23 June 2006

Redeeming Flash with Fjax

I hate Flash. But just suppose it were possible to use it for something else, other than mindless, TV-style animations.

Enter Fjax. Ignore the buzzword overload - "Fjax is the lightweight, cross-browser, rapid-development methodology for Ajax-style web 2.0 development" - and you find its real purpose is to redeem Flash:

Fjax, short for Flash/JavaScript/and Asynchronous XML, is about using Flash as an invisible parsing engine to seamlessly deliver XML-based pure (x)HTML content interactively to browsers, all on the client-side. The kicker is that Fjax typically weighs in at a tenth of the size of normal Ajax solutions.

Keeping it simple (the http://www.fjax.net website runs on less than 65 lines of Fjax code - weighing only 4 total kilobytes!) means quick, light-weight code that is easily editable. Since the XML parsing happens in Flash, 90% of the redundant browser-specific code in a typical Ajax application completely disappears!
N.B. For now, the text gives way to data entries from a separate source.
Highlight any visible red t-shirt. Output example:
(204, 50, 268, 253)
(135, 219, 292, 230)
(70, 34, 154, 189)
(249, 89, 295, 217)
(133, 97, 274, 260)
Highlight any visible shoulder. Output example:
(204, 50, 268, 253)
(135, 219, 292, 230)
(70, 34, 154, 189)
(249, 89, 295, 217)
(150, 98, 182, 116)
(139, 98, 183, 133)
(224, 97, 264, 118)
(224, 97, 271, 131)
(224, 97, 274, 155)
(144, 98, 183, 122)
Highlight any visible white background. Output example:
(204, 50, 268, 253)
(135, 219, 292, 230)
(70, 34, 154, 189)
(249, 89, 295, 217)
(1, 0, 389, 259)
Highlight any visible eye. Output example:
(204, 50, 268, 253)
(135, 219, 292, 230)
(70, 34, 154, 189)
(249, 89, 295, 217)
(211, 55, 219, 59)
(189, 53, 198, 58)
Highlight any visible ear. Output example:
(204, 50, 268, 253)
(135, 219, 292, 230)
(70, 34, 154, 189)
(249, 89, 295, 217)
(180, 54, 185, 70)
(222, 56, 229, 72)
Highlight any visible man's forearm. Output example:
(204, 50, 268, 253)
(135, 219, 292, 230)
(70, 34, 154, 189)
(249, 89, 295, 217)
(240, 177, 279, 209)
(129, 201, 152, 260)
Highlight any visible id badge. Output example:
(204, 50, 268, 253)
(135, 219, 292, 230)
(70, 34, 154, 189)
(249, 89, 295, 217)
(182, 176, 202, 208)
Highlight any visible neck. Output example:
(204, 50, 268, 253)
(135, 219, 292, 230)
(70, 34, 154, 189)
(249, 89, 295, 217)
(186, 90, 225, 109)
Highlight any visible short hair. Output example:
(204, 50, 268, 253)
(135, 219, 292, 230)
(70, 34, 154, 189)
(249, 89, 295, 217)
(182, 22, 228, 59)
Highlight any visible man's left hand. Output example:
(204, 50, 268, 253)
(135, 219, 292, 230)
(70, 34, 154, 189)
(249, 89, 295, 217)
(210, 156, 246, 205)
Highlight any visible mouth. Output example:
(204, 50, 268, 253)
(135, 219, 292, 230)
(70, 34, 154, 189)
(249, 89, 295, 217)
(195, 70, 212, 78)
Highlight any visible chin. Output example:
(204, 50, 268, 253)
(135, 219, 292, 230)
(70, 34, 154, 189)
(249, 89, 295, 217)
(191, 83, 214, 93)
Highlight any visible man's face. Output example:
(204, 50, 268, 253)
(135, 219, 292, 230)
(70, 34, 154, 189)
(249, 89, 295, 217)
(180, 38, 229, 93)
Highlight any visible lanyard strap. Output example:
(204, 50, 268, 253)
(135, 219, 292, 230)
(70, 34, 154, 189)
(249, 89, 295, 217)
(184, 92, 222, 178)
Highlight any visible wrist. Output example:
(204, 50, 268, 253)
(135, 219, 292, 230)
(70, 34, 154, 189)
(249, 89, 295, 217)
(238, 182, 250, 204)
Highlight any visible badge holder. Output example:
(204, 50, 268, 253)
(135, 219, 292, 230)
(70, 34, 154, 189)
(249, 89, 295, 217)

And unlike the other Flash and Ajax integration projects out there, the outcome of Fjax is not Flash and (x)HTML, but a pure (x)HTML experience (which could contain an integrated visual Flash experience, but that isn’t required).

Using Flash to produce ordinary, non-Flash Web content more efficiently: utterly brilliant. God knows what their business model is, though. (Via eHub.)